In the station forecourt there is a bus stop served by regular services of Omnibusverkehr Rhein-Nahe (the local Deutsche Bahn-owned bus company) to Rudesheim and Wiesbaden, to Kiedrich and Eberbach Abbey or to Martinsthal, Rauenthal and Schlangenbad. Also located at the station is a taxistand. There is a commuter car parking area on the other side of the Weinhohle underpass, which is within walking distance along the Mälzereiweg path.

==Rail services==
The station has not been served by long-distance passenger services for years.

Fares at Eltville are set by the Rhein-Main-Verkehrsverbund (Rhine-Main Transport Association, RMV). Eltville station is served by Regionalbahn line RB 10. Since the introduction of the 2010/2011 timetable on 12 December 2010, this route has been operated by the low-floor FLIRT electric multiple units operated by VIAS as the RheingauLinie, serving Eltville station every hour and in some cases during peak hour, every half hour.
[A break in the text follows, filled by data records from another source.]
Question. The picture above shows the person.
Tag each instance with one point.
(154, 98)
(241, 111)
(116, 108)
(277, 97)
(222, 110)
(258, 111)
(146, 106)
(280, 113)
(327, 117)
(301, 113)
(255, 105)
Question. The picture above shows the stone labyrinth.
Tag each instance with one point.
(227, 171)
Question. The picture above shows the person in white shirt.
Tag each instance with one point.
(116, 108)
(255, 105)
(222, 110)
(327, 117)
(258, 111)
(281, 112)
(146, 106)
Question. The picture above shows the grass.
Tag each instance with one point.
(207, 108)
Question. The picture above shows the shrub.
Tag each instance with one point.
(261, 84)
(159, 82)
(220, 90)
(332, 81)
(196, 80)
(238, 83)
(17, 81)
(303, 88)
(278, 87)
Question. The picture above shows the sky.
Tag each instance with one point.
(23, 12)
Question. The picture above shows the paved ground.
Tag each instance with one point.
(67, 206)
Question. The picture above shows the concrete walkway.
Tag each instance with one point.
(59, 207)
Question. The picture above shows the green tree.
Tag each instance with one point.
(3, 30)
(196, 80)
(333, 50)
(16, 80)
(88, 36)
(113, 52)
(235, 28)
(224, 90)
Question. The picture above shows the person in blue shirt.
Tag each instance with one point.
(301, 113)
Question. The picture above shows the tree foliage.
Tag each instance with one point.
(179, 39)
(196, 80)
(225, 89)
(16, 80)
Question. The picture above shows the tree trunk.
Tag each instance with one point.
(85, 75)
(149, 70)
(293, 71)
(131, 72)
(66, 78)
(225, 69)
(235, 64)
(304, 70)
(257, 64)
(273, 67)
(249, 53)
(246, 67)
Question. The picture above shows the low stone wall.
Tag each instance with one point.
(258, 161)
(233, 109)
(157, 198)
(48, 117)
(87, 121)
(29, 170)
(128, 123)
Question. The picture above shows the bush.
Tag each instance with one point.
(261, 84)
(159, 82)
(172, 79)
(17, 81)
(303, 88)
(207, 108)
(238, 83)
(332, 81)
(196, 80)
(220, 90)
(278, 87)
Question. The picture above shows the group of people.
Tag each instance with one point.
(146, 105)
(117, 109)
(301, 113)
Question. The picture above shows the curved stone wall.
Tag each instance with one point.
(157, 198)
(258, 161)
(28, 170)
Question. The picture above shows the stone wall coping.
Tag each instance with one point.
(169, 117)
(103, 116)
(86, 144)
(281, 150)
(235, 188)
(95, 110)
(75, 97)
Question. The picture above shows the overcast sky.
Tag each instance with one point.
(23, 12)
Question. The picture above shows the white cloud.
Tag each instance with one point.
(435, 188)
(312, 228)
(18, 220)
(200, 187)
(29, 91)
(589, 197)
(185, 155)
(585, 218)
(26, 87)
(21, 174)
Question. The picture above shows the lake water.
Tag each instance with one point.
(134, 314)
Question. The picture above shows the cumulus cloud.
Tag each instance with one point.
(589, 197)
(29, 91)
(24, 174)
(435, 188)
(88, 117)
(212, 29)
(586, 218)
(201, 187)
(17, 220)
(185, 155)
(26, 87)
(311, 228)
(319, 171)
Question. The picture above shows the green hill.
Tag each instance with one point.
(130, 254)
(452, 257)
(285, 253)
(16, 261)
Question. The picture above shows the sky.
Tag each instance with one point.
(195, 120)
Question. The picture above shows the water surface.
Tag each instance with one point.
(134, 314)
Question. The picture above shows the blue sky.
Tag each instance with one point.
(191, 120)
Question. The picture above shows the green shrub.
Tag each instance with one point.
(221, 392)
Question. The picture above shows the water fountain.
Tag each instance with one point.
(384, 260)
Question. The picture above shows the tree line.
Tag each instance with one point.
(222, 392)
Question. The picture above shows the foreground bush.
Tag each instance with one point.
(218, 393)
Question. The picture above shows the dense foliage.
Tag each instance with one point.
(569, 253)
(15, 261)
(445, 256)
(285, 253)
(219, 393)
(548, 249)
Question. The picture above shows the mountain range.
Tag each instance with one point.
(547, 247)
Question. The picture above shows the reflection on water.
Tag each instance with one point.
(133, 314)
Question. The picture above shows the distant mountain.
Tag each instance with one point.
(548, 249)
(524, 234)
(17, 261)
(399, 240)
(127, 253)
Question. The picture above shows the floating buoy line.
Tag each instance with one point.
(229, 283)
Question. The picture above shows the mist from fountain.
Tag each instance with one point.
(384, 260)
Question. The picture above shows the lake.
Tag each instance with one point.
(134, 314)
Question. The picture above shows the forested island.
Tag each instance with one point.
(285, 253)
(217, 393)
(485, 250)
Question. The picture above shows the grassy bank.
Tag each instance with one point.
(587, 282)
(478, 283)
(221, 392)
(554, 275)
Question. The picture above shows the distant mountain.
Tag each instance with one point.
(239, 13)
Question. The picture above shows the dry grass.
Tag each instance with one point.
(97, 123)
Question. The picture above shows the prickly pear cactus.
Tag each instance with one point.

| Line | Line name | Route | Frequency |
|---|---|---|---|
| RB 10 | RheingauLinie | Neuwied – Koblenz Stadtmitte – Koblenz Hbf – Rüdesheim (Rhein) – Eltville – Wiesbaden Hbf – Frankfurt (Main) Hbf | Hourly (+ an additional service in the peak) |

===Freight===
Freight operations at the station were closed at the end of the 20th century. The freight tracks are largely in place, but have been cut off from the rail network. The former freight shed was on the other side of track 4, which was formerly used for freight traffic.